Sixième épisode de cette vie de chercheur que je qualifie d’avortée. J’ai sauté un passage qui n’a pas d’intérêt spécial sauf à confirmer l’inadéquation somme toute répandue entre un individu et le milieu professionnel où il se trouve. Mais il se trouve que la recherche n’est pas un milieu professionnel ordinaire car la découverte ne se pilote pas, contrairement à un avion de ligne où une production d’enceintes acoustiques. Dans cette histoire, je ne vois plus de bons et de méchants. Rien que des gens qui sont souvent le produit d’un système et le résultat de leurs désirs parfois intempestifs avec des jeux de carrière et de pouvoir. Trop humain dirait Nietzsche. Rien de plus à ajouter. La vérité est au-delà des lignes de ce récit. Essayez de comprendre avant de juger. Quant à mon destin, je remercie les dieux de m’avoir aiguillé vers des endroits plutôt moyens scientifiquement parlant afin que je puisse révéler quelques bifurcations nécessaires pour réaliser ce dont je suis capable

Elle me fixa dans les yeux : “j’espère que tu n’as pas tiré la mort” me dit-elle avec un ton dévoilant un sentiment d’impuissance. C’était bien la carte qu’elle avait pressentie, la mort.
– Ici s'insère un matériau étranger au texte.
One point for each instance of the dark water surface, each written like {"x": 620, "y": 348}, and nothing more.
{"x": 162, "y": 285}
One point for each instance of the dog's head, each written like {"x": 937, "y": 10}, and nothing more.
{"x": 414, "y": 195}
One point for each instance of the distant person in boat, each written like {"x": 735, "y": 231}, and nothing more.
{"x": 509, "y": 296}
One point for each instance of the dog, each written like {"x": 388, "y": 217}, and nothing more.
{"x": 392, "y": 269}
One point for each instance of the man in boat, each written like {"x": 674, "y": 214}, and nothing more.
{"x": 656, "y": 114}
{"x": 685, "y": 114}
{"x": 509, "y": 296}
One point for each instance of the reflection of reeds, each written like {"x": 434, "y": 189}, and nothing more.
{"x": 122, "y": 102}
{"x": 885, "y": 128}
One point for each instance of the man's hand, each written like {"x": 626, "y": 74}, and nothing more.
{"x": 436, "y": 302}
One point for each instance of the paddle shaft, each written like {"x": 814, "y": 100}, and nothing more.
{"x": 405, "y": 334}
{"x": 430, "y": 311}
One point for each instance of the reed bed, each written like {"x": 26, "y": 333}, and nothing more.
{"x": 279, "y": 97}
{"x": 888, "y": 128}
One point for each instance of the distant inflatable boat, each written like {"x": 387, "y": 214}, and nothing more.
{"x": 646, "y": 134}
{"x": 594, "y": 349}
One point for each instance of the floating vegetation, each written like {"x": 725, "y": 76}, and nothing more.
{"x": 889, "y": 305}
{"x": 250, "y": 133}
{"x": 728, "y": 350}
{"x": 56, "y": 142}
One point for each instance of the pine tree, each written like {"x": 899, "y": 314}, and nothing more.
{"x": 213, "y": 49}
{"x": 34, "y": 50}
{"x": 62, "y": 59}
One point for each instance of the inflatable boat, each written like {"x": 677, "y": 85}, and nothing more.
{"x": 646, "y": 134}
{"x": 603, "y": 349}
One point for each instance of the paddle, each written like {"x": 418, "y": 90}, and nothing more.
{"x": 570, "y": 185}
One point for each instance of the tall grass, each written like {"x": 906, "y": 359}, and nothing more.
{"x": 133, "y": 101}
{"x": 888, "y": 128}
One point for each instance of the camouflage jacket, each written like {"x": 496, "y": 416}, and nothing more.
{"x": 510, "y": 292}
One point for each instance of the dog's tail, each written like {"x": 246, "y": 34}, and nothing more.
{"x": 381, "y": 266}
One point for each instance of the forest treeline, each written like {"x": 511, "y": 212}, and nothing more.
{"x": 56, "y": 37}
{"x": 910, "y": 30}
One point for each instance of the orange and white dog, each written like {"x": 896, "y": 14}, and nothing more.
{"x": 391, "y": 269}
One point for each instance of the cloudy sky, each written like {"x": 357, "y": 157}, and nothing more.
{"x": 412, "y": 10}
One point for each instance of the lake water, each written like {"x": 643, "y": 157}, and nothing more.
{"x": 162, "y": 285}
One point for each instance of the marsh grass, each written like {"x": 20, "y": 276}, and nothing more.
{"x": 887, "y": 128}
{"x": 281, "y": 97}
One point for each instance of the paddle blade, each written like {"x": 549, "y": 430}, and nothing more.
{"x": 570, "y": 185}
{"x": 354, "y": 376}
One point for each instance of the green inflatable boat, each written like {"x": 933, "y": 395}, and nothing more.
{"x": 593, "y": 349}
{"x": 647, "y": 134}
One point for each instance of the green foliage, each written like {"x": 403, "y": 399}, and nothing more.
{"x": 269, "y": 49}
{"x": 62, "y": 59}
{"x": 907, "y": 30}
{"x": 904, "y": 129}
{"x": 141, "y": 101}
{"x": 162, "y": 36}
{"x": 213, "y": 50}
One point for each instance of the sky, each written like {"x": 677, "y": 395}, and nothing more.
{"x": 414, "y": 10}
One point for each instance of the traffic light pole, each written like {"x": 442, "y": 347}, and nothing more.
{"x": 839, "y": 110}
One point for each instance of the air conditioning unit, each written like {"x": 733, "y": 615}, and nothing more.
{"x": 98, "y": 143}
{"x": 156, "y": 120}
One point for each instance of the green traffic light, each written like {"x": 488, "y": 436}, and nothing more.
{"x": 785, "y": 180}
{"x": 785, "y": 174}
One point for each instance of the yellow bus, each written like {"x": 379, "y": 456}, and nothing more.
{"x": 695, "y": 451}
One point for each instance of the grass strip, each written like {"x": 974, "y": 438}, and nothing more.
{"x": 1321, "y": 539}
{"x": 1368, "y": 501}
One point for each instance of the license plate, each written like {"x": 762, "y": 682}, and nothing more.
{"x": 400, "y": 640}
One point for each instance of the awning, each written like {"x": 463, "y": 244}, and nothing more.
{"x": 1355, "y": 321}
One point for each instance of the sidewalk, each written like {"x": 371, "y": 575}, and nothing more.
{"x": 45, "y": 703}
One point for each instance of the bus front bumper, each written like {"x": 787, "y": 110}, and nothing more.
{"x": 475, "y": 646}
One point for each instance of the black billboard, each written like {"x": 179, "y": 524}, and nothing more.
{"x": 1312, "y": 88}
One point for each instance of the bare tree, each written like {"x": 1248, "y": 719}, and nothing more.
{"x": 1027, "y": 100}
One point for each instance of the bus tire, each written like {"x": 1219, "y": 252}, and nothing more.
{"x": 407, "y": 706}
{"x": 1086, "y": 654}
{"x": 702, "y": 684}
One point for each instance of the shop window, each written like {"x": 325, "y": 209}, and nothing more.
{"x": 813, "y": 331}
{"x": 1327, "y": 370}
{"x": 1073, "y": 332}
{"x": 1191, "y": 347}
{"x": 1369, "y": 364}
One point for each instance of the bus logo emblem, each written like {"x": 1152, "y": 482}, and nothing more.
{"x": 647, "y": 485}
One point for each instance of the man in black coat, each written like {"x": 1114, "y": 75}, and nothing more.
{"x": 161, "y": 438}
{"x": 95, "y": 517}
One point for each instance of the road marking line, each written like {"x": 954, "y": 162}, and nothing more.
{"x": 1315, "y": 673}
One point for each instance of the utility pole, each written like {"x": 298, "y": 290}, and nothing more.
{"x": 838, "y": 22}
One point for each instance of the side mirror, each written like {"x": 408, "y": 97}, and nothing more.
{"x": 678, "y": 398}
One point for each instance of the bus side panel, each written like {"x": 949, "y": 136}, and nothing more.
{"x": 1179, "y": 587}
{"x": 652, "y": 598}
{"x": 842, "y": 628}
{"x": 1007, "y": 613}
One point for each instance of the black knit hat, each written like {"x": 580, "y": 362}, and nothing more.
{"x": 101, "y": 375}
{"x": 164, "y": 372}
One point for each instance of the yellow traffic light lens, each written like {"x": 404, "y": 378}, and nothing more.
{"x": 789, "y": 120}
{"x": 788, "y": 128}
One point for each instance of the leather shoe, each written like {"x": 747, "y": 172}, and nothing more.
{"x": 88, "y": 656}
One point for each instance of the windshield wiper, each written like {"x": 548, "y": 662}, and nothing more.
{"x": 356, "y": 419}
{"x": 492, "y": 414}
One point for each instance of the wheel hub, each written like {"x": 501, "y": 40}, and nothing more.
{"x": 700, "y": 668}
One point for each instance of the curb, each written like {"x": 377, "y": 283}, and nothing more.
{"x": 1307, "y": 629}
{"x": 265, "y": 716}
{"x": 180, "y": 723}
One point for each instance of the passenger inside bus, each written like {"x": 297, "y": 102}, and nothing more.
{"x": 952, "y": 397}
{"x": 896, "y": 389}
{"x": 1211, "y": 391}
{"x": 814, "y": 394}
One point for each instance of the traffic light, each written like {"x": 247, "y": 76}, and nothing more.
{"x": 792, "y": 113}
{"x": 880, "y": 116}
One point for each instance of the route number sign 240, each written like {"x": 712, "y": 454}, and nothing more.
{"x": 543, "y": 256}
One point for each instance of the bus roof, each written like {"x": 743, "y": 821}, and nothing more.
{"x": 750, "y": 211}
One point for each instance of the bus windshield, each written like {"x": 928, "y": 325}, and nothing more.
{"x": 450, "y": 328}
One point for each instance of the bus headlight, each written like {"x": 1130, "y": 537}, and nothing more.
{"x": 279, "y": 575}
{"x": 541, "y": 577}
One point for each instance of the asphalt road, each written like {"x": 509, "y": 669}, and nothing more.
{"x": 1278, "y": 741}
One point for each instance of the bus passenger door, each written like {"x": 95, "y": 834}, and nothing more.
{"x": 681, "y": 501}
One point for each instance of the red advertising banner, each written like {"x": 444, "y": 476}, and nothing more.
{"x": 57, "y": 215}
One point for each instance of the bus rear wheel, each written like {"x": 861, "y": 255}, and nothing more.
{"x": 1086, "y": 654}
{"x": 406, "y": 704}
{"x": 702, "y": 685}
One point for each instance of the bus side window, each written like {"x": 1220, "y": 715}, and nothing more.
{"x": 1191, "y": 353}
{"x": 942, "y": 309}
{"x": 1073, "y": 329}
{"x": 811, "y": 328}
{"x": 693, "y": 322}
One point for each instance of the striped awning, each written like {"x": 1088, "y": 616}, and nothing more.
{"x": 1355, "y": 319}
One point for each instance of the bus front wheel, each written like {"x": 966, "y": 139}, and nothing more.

Dans un jeu de tarot, la mort signifie rarement une mort physique mais plutôt la fin d’une période de l’existence qui se traduit par un profond changement, symbolisant la métamorphose de l’individu. J’avais du mal à comprendre car franchement, je ne me voyais pas quitter l’université, et d’ailleurs, cette éventualité était exclue. Bon...J’aurai bien l’occasion de vérifier avec le cours des événements. J’apprendrai plus tard que les cartes ne sont qu’un support pour des flashes de médiumnité se produisant dans le champ phénoménologique de la voyante. Si bien que l’ange avait probablement eu l’image de la mort avant la conformation par la carte retournée.

 

PREMIER ACTE D’UNE PARTIE SERRÉE

La rentrée 1988 allait se révéler riche en événements et en surprises. Pour l’instant, j’en étais réduit à mener un double jeu. Observer la situation, recueillir des informations, préparer le terrain. J’étais décidé à ne pas me laisser sombrer. Une attitude plus déterminée, intériorisée, braquée contre l’équipe des M***. Bientôt, des événements imprévus devaient me conduire à prendre des décisions.

J’hésitais encore pour imaginer un avenir dans l’équipe de résonance magnétique nucléaire. Plusieurs critères entrent en ligne de compte. La personnalité du responsable d’équipe, l’intérêt scientifique des thèmes de recherches abordés, alliés à un goût intellectuel en guise de motivation supplémentaire. Et puis cette titularisation. J’avais la conviction que Chantal M*** ne ferait aucun cadeau, pas plus dans mon cas que dans celui de mon proche collègue. Quelques hésitations me faisaient pencher en direction d’un institut de l’Inserm situé en face du CNRS et dirigé par une sommité scientifique, surtout reconnue pour son art de présenter ses recherches dans les médias et pour publier quelques ouvrages à succès. Bref, le genre de personnage exubérant fort en gueule et en couleurs. Néanmoins, la situation semblait plus risquée. N’étant pas en position de force, il fallait minimiser les risques si bien que je n’ai pas pris la peine d’aller consulter les gens d’en face et me suis contenté de la solution qui avait été suggérée par le Directeur Bernard G***, par ailleurs bras droit scientifique du Président*** de l’université. Le choix s’imposait de lui-même, d’autant plus que Paul C*** m’avait été présenté comme un brillant scientifique, bien plus que l’agitateur médiatique d’en face...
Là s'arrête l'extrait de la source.